4.2. Defect Localization Using CAM

To further analyze the reasons for the fact that the accuracy rate for spalling was low, we visualized the dataset by applying CAM, a low-cost computation method. In the resulting image (Figure 4), large network responses, indicated in red, were noted. Figure 4 shows the focus of the various artificial neural networks.

Next, a confusion matrix (Table 2) indicated that most of the damage cases in the defacement, efflorescence, and cracking images in the test datasets were classified as spalling, indicating that spalling images in the training dataset may have been exhibiting the characteristics of defacement, efflorescence, and cracking. Thus, the training dataset’s images may have been defective. This study thus re-examined the 1386 spalling images in this dataset and found that 94.44% and 5.56% of these images presented mosaic tiles and lath bricks, respectively.
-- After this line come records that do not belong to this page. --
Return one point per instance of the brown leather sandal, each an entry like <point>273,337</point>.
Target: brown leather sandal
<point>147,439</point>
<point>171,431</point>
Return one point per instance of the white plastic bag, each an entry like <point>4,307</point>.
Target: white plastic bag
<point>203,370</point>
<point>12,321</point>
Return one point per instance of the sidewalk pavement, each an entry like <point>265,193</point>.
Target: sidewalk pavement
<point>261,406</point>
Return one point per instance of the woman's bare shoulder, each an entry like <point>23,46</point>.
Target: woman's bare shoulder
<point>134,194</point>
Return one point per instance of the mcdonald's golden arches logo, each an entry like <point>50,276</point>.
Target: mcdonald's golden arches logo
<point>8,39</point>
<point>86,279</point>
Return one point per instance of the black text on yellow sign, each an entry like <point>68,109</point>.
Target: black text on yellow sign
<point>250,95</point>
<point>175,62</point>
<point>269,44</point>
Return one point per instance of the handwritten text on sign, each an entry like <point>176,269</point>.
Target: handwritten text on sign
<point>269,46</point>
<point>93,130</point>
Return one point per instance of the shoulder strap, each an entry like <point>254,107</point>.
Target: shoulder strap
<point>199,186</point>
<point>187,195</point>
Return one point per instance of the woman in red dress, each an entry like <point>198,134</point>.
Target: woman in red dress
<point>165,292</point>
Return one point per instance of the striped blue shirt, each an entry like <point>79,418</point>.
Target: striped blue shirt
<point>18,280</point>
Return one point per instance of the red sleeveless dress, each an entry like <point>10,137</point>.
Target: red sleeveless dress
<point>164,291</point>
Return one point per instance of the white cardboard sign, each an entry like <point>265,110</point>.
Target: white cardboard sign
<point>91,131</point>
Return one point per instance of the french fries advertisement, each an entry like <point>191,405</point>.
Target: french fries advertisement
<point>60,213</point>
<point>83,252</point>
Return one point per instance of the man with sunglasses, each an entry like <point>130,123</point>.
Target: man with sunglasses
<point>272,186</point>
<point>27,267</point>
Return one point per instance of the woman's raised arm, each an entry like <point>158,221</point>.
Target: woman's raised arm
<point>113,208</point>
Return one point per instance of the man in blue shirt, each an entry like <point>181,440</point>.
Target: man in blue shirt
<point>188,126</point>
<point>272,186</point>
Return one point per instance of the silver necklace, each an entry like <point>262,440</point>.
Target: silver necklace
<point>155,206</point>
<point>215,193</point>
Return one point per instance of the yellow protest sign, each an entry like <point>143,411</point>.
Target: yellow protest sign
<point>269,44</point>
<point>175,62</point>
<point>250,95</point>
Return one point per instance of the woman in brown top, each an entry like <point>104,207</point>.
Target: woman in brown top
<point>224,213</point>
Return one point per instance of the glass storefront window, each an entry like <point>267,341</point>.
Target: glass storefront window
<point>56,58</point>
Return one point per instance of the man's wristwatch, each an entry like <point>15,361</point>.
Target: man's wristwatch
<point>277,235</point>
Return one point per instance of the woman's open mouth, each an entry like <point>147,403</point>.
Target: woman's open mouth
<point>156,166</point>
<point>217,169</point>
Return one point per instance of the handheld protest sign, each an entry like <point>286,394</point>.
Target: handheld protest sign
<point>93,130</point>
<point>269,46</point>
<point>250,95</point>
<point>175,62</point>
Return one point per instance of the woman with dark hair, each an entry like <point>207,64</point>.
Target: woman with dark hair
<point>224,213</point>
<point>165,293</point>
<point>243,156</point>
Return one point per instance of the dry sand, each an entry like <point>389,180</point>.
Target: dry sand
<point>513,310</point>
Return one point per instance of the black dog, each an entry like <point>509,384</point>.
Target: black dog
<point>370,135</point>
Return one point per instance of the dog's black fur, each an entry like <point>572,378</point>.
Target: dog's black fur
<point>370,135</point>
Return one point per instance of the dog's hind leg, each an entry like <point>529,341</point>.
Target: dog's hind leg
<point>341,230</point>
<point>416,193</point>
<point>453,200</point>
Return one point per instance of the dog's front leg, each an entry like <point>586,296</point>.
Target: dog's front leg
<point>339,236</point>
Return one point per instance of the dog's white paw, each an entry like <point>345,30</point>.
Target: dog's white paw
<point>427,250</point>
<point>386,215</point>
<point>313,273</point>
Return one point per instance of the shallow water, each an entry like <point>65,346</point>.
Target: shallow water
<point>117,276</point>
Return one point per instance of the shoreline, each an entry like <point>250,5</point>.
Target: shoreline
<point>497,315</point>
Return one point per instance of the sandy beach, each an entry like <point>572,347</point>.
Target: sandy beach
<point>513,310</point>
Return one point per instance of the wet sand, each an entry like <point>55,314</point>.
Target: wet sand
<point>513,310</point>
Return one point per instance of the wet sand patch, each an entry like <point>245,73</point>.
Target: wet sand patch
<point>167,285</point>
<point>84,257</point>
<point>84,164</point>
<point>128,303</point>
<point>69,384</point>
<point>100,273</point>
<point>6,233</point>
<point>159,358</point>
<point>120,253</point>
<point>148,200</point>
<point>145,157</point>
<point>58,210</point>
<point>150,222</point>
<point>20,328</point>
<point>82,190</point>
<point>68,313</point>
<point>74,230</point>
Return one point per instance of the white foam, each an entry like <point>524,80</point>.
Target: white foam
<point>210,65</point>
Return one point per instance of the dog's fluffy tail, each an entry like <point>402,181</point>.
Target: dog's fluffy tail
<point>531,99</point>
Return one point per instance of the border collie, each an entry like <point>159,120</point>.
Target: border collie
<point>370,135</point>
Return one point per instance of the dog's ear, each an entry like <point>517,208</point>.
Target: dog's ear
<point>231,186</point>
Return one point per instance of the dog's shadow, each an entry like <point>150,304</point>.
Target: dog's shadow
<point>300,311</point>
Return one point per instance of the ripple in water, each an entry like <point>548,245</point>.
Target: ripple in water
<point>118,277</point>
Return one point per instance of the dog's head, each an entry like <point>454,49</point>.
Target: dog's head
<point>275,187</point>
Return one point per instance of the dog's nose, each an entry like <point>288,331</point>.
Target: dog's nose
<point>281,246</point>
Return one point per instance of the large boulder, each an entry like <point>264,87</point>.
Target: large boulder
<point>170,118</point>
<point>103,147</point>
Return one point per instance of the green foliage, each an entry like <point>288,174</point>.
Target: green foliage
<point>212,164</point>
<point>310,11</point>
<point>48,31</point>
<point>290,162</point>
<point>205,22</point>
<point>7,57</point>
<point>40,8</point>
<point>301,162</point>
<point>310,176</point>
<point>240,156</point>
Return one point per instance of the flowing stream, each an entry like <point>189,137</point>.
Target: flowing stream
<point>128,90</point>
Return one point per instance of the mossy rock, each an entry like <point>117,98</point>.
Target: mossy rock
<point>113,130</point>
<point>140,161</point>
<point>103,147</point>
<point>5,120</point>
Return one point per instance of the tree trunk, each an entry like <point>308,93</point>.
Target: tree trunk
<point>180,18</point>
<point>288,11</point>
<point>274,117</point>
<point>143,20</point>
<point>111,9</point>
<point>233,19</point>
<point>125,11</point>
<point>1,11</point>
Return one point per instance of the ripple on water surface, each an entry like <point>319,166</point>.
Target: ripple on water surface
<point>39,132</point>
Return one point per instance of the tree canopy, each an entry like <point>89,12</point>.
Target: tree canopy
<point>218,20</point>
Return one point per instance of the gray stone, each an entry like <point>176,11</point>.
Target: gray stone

Because of the small unit area of mosaic tiles, as these tiles fell, they left dirty, black stains behind. Moreover, during the process of capturing images of sample areas, trees may have blocked the light and created shadows (Figure 5, red circles). Thus, during model training, the model misclassified various images of defacement as those of spalling (Figure 6). Similarly, lighting problems during image capture were the reasons for the misclassification of efflorescence as spalling (Figure 7, red circles). Thus, when sunlight was too bright or when the spalling pattern was irregular, the model misclassified efflorescence as spalling during model training (Figure 8). Finally, some cracking was also misclassified as spalling during model training (Figures 9 and 10, red circles).

5. Conclusions

In this study, this study combined a UAV with a deep learning model for automated detection of external wall tile deterioration of buildings and made modifications to improve the efficiency of our method. The results indicated that our model had high accuracy and recall, the respective rates of which were 91% and 80% for efflorescence, 76% and 100% for spalling, 86% and 86% for cracking, and 98% and 78% for defacement (Table 1).

Compared with traditional detection methods, the use of UAVs is inexpensive and affords higher mobility, efficiency, and safety. However, UAV efficiency can be affected by the climate, lighting, wind, and blind spots in the test area and by the limitation of UAV operational technology. In the future, these limitations may be overcome through the use of relatively robust camera lenses, sensors, systems, and automation technologies, making UAVs safer and more efficient and increasing their application in the field of construction.

In the current study, the recognition accuracy for spalling was slightly low, indicating some limitations in spalling recognition from the existing images. Therefore, in future studies, the use of infrared scanners, which detect differences in depth and recognize whether tiles have fallen, is highly recommended to improve recognition accuracy. Besides using larger data, a deeper network can be also considered. Deeper network can identify more detailed characteristics to improve the accuracy. Moreover, in the aspect of simultaneously identifying multiple defect types, different tags can be given in the image and use the corresponding loss functions. In the aspect of normal photos (without deterioration), the normal photo would be also given relatively lower belonging probabilities to the four deterioration types. Two methods are considered to further improve the model adaptation: (1) to set a basic threshold in the model; that is, if the input photos are lower than the threshold, they are classified as background (not belonging to the four types of deterioration); and (2) to take photos of normal exterior wall tiles equivalent to the number of single-deteriorated photos as the background type (the fifth type) and then retrain the model.

Data Availability

The data used to support the findings of this study are available from the corresponding author upon request.

Conflicts of Interest

The authors declare that they have no conflicts of interest.